The Fourth of July parade shooting took seven lives and injured dozens more, and the trauma of the tragic event has also impacted the thousands of residents there as well as those in the surrounding communities.
Highland Park City Council member Andres Tapia was present at the parade, and posted his personal account of the events on LinkedIn.
“I'll never forget coming up on Port Clinton Square and seeing the bodies there and looking and trying to see if one of them was my wife,” Tapia recalled. “And suddenly in the panic and the fear I looked up and there she was standing all alone … And we had sort of embrace of our lives.”
Though Highland Park is not often thought of as a community with a significant Latino population, Mayor Nancy Rotering said in both the town itself and nearby towns there is a strong Latino presence – and that’s why she felt it was crucial to offer Spanish-language resources as well as offer reassurances that anyone, regardless of documentation status, can access those resources.
“About 25% of our schoolchildren are Latino, and Highwood and Highland Park really view each other more as more than sister communities, but as one community,” Rotering said. “And to that end, I feel it's very important that people recognize that the Latino community has been impacted just as hard as the rest of the non-Latino community. We know that folks in Waukegan in North Chicago and Highwood are needing services just as much as people who live in Highland Park.”
Tapia said that publicly sharing his experience and talking about seeking help for the trauma he endured was important for him to do as a community leader.
“That was one step that I took for my own health and my health of my family, but also I needed to be strong along with the mayor and the rest of the city leaders to comfort and support our citizenry and I realized as I was there that I needed to be a role model about getting the help because I really needed it,” he said. “I was as devastated as everybody else, as traumatized as everybody else. So I felt that not only did it benefit me, I had to tell others that it was beneficial and I had to encourage others to get the help that was available.”
In recent days, Rotering and other Highland Park community members have traveled to Washington DC in hopes of effecting legislative change to prevent future mass shootings.
“I think we need a national ban on weapons that were built and designed for mass destruction in combat. We as a city banned assault weapons in 2013, in the wake of Sandy Hook, recognizing that this devastation was all over our country. But Highland Park isn’t an island,” Rotering said. “And so we reflected the values of our community. But I would guess that the values of most Americans is that we do need to get these weapons off of our streets. For most of the mayors of this country, it's not a question of if this happens, but when will this happen. And that's a horrible thing to think about.”
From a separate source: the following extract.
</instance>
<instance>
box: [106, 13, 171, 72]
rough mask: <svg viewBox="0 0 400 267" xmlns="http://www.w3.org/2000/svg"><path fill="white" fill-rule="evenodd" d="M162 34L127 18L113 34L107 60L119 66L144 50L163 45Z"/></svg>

Tapia urges anyone impacted by the shooting to take advantage of the resources on offer in and around Highland Park.
“I'll speak particularly to Latino community, you know, we have a stigma in our community about seeking help for mental health,” he said. “No one escapes the impact of what happened, whether you got physically injured or not. As Latino man, many times we say I'm brave, I don't need that. We cannot help our families unless we take care of ourselves.”